In his famous 14th-century work The Inferno, the Italian poet Dante Alighieri created a special abode in hell for wily flatterers. He considered sycophancy a wrongdoing against the entire community – a deceit with the potential to alter society for the worse.
Dante might have nodded knowingly had he observed Canada’s leader-courtiers line up to pay obeisance to Bloc Québécois Leader Yves-François Blanchet’s defense of the indefensible during last week’s federal election debates. The quid pro quo was each leader’s personal support for Bill 21, the Quebec legislation that prohibits the display of religious symbols by public-sector workers in the workplace, in return for potential electoral support in the province.
Although Liberal Leader Justin Trudeau and NDP Leader Jagmeet Singh have previously implied that as prime minister they might challenge Bill 21, they and Conservative Leader Erin O’Toole have confirmed their support for a noxious law that discriminates against the rights of religious minorities. To back such legislation is not only hypocrisy on the part of Canadian leaders, but an affront to the fundamental commitments we espouse in this country. During the debate, it was striking to note that in the same breath as the main party leaders refused to challenge Quebec’s right to discriminate, they simultaneously mouthed their support for the Canadian shibboleths of human rights and equality.
Bill 21 is not innocuous. Some religions require a dress code as an element of orthodox worship. Think the Jewish kippa, the Sikh turban and the Muslim headscarf, to name just three. This is frequently a religious obligation – which, if rejected, places the individual in contravention of his or her faith. While it is likely that everyone on the debate stage understood the true nature of the law, they succumbed to Mr. Blanchet’s assertation that they agreed, although sheepishly. Given that he would presumably be denied the right to work in Quebec’s public sector because he wears a turban, NDP Leader Jagmeet Singh’s long-time acquiescence seems particularly ingratiating. “Quebec has the right to make its own determinations,” he has repeatedly said.
We are inured to degrees of pandering during election campaigns, but the collective compliance of our leaders with legal discrimination against minorities is galling. Because, as Dante understood centuries ago, there are larger consequences at play.
To understand this, let us consider that from the time of Confederation, nation-building has been the job description of Canadian governments. To keep this unlikely country from fracturing, Canadian leaders have practiced compromise, especially with Quebec, while our courts balanced civil rights using case-law precedents. This hasn’t been easy; for the first half of our history our policies were overtly racist, as the uncovering of residential school realities has laid bare. In the 1920s and 1930s, Canada’s immigration policies favoured British arrivals while denying entry to other “lesser” peoples.
These attitudes slowly changed in the years following the Second World War – culminating, in my view, with official multiculturalism, which confirmed that no group of Canadians was superior to another, and with the Charter of Rights and Freedoms. Like all social transformations, these remain controversial in many quarters, but they have become the foundation of contemporary Canada.
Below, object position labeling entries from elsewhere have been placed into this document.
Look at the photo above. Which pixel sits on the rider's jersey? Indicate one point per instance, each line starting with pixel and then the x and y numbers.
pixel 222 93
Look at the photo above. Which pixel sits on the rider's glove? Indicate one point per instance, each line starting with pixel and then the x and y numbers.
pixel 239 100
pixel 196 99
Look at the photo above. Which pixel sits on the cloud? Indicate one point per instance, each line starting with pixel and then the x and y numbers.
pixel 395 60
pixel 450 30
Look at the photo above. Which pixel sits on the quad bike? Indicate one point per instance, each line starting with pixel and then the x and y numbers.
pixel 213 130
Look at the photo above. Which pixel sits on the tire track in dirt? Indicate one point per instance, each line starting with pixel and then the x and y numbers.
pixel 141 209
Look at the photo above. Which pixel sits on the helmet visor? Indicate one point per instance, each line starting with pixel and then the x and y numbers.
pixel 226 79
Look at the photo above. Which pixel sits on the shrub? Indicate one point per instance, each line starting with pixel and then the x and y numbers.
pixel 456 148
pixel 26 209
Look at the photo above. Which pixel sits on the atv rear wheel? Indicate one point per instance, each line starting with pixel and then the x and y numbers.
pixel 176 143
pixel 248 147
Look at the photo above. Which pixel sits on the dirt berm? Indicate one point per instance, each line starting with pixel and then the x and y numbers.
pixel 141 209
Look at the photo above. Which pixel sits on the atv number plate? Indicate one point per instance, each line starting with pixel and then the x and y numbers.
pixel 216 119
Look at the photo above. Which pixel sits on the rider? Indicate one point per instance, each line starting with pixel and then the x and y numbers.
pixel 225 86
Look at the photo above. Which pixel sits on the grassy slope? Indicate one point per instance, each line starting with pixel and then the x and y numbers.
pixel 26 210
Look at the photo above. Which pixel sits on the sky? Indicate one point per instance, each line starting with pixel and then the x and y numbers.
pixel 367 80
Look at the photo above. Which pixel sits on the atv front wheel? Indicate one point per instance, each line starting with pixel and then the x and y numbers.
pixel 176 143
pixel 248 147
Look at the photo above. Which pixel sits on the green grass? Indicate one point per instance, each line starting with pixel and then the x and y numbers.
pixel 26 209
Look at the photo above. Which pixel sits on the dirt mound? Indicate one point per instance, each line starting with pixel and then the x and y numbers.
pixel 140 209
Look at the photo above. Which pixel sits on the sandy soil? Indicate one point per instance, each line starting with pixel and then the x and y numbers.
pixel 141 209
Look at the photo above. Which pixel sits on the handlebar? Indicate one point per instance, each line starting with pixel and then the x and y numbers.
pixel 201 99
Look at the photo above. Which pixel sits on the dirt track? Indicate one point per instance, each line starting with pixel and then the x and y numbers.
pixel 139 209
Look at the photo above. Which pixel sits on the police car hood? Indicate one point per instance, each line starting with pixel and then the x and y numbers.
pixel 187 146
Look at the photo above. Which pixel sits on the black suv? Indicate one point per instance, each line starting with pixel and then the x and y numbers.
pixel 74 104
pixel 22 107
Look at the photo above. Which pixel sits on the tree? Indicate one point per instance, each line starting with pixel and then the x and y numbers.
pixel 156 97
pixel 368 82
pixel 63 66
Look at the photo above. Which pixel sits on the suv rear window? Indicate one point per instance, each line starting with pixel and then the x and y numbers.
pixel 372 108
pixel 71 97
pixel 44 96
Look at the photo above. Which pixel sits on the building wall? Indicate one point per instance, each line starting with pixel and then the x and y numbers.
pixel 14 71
It is for this reason that the sycophantic acceptance of discriminatory legislation in Quebec is dangerous for Canada as a whole. When our leaders trade foundational principles for electoral purposes, they undermine the country at large.
The pushback has been so weak that the most egregious distortions of language have gone unremarked upon. During the debates, Mr. Blanchet said that Bill 21 cannot be described as discriminatory because it reflects the values of Quebec – perhaps the most specious argument for discrimination that we have heard since the pre-war years. When Catholics and Italians were undermined in an earlier Canada, was this acceptable because the “values” of Canadians were in favour? Was it acceptable for Indigenous children to be maltreated in Canada because those were the “values” of the day?
In 1995, three generations of my family travelled to Montreal to appeal to our Québécois co-citizens not to separate from our shared country, but what is even more harmful today is that Quebec no longer has to leave. By consenting to an injurious law, our federal leaders have joined the rest of Canada to that province. In doing so, they separate us from the underlying vision of equality of opportunity and the protection of minorities that today characterizes this country.